In Alice Sebold's 2002 novel, narrator Susie Salmon says that until her rape and murder, her family never understood what the word horror meant. But astonishingly, any true sense of horror is notably absent from the film adaptation of 'The Lovely Bones,' written and directed by 'Lord of the Rings'' Peter Jackson, with screenwriting help from frequent collaborators Philippa Boyens and Jackson's wife Fran Walsh.

As fans of the bestselling novel will immediately recognize, the film omits the fact that 14 year-old Susie (Saoirse Ronan) is brutally raped by her neighbor Mr. Harvey (Stanley Tucci) before being killed. While the book describes the scene in startling, almost poetic detail, the scene is totally left out of the movie, as is any depiction of Susie's murder, which both take place in the first chapter of the book.

Instead, Jackson takes us to the underground cave creepy Harvey has built, lets us get sufficiently uncomfortable and then allows Susie to escape out into the night (by this point she's a ghost).


Sebold, the book's author, knows firsthand what it means to be raped -- she told the story of her own horrific experience in her memoir, 'Lucky.' To her readers, it's obvious that her personal experience has informed 'The Lovely Bones.' By choosing to make the film more palatable to a PG-13 audience, Jackson takes the sting off of Sebold's story and ultimately does a dishonor to her brave, no b.s. writing.
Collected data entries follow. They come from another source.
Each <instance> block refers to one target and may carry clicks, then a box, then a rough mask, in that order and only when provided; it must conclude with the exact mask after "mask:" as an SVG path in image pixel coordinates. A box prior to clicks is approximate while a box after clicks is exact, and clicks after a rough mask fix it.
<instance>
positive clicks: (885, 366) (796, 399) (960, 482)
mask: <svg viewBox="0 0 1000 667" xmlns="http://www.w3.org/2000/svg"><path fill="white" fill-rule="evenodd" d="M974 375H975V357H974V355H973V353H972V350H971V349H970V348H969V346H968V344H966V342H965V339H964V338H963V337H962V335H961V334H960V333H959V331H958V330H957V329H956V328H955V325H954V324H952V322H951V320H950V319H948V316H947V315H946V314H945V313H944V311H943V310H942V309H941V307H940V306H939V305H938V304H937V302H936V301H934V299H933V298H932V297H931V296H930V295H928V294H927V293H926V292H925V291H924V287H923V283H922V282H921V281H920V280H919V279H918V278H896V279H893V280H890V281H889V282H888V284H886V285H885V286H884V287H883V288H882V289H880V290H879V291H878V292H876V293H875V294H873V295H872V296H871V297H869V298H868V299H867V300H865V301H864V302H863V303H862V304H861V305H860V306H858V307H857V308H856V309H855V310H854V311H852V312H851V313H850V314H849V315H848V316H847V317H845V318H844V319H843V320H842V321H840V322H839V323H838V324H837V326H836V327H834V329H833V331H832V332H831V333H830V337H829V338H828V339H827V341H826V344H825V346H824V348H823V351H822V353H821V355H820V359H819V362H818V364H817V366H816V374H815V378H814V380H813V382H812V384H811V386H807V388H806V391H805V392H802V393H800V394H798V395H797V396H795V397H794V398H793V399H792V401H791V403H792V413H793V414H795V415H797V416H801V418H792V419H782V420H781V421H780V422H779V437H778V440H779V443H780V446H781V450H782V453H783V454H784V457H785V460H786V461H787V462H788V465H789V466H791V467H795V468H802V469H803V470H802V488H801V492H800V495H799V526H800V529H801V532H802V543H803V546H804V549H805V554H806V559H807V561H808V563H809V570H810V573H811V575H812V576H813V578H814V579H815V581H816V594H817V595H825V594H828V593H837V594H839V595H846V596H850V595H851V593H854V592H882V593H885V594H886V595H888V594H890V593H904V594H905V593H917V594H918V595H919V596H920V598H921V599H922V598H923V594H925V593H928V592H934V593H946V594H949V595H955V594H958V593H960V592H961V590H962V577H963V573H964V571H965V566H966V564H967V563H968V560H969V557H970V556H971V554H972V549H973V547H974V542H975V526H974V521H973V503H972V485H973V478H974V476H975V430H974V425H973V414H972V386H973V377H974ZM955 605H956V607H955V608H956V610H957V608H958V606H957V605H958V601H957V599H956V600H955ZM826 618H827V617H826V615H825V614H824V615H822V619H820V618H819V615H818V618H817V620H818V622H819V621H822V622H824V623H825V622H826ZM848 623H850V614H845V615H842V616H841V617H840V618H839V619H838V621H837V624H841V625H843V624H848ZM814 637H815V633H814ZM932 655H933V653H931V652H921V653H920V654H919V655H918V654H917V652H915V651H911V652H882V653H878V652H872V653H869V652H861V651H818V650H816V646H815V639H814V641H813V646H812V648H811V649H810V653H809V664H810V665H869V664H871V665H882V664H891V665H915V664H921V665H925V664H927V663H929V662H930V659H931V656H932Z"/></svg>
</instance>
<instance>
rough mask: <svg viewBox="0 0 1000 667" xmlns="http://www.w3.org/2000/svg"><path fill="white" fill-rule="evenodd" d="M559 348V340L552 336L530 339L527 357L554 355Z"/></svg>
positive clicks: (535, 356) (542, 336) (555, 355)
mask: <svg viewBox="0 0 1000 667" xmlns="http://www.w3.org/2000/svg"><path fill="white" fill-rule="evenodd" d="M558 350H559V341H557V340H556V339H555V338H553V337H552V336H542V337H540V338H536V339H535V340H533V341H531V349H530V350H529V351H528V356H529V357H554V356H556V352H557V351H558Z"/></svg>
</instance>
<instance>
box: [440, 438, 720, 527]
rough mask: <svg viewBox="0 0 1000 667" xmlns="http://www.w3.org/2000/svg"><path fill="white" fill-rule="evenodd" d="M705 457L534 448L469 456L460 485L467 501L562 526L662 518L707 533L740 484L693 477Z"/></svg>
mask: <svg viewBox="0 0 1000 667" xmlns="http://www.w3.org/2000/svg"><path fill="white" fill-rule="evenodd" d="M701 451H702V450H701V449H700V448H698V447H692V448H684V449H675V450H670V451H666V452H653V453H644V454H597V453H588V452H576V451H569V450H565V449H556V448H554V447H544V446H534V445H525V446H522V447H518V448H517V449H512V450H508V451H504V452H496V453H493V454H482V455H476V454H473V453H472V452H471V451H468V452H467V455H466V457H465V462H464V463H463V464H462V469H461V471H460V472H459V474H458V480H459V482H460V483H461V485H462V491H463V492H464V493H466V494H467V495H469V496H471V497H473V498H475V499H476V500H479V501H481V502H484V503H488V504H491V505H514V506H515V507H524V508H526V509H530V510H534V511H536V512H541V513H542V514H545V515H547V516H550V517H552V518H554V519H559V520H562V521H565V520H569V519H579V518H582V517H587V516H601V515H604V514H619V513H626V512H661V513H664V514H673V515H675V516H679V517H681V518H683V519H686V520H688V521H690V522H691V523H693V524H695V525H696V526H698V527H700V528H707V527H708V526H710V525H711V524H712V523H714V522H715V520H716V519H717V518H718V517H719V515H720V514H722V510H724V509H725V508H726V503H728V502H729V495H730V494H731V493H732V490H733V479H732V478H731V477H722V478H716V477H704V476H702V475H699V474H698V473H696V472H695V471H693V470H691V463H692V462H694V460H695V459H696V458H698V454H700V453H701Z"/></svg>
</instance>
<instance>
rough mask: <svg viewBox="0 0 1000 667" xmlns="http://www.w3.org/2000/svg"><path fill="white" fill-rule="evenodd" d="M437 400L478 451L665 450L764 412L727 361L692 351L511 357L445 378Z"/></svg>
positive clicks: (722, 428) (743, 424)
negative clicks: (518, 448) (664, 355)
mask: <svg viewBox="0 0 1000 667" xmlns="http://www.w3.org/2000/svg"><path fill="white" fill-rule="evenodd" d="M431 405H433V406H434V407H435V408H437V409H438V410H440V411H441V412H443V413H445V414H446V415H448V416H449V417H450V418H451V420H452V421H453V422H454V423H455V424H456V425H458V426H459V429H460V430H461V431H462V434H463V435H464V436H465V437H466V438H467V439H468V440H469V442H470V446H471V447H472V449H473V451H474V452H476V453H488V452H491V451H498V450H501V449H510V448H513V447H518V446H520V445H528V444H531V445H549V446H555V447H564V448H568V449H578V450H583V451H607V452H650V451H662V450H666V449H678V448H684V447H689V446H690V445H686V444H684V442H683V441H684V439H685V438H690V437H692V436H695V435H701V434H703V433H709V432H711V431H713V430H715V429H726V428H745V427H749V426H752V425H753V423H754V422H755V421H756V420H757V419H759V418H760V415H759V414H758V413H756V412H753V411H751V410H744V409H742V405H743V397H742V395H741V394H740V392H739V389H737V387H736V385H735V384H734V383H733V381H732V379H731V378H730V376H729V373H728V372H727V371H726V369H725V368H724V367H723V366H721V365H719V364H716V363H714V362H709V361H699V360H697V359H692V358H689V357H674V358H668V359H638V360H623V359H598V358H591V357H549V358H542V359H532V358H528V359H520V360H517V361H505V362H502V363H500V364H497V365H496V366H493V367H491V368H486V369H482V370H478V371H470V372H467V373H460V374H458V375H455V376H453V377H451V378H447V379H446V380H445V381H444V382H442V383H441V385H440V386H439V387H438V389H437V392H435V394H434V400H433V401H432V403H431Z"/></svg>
Jackson was quoted as saying that he and his wife wanted to make the movie "so that it would be watchable by their 13 year-old daughter." It's here that Jackson lets his fatherhood become a conflict of interest when it comes to directing. 'The Lovely Bones' the movie is a white-washed tale. It's upsetting, but not horrific. Jackson, thinking of his own Susie Salmon-aged daughter, can't bear to depict the truth of the situation, so he resorts to toying around with CGI (giving us a vision of Susie's heaven that looks a whole lot like a computer screen-saver). In Jackson's version, Susie's dad Jack (Mark Wahlberg) is the main character -- a good man bent on never giving up the quest to find his daughter.

But this has nothing to do with the book Sebold wrote, which is more about the observation of life from a distance and the inherent sophistication of a teenager who is cut off just as she is on the brink of "crossing over" in a different way -- from childhood to adulthood. By making a movie his daughter could watch (and perhaps underestimating her maturity), Jackson does a disservice to his adult audience.

It's surprising -- not only because the 'Rings' director is one of the most respected filmmakers in Hollywood -- but also because his 'Heavenly Creatures,' the 1994 movie based on the true story of two teenage girls (one of them played by Kate Winslet, in her breakout role) who conspired to murder one of their mothers, was so unflinching. But then again, that was before he and Walsh became parents.